Court shifts burden of proof to defendant in parallel import case
In Coty Germany GmbH v Piskar Klavdija sp (Case No IV Pg 129/2013, May 7 2014, released in July 2014), the Circuit Court of Ljubljana has held that products whose serial numbers and bar codes had been removed were not considered to be genuine, unless the alleged infringer could prove that they had legally been put on the relevant market by the holder of the trademark.
In April 2012 Coty Germany GmbH, the exclusive licensee of various prestigious beauty brands in the European Union, discovered that Piskar Klavdija sp was distributing Marc Jacobs Bang and Marc Jacobs Daisy perfumes to several stores in Slovenia. The infringing products' packaging had no bar code and serial number; they had either been removed or covered by stickers of unknown origin.
On genuine products, bar codes and serial numbers provide information about their production, such as time and place. This information enables the tracking of genuine products through distribution channels and helps to distinguish original products from counterfeits.
As Piskar Klavdija failed to respond positively to a cease and desist letter, Coty initiated an action for trademark infringement under Article 121 of the Intellectual Property Act, in conjunction with Article 47, requesting:
- the prohibition of further infringement;
- the publication of the judgment; and
- the payment of damages.
Coty argued that the distribution of products whose bar codes and serial numbers had been removed constituted trademark infringement. Coty could not determine the true origin of the products because the bar codes and serial numbers had been removed. Therefore, Coty argued, the defendant had the burden of proving that the goods were genuine and had been put on the EU market with the trademark holder's consent.
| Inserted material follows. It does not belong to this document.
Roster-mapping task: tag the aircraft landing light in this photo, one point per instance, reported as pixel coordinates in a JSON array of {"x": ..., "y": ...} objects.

In its response and subsequent briefs, Klavdija Piskar argued that Coty's trademark rights were exhausted because the products were genuine and had been legally brought onto the EU market. The defendant further argued that distributing decoded products does not constitute infringement, because the coding of products for tracing purposes unreasonably inhibits market competition.
In its judgment, the court followed Coty's arguments regarding the burden of proof, holding that the decoded products were not deemed to be genuine unless the defendant proved that the products were genuine and had been put on the EU market with Coty's consent. The court concluded that Klavdija Piskar had failed to meet this burden of proof and, consequently, it had infringed Coty's trademark rights.
The judgment has now become final as Klavdija Piskar did not appeal the decision.
This judgment may have a significant impact on evolving Slovenian case law regarding parallel imports, because the court shifted the burden of proof to the defendant. This could mean that, in all future cases, goods will be deemed to be counterfeits where the defendant is unable to demonstrate the genuine and legal origin of the goods.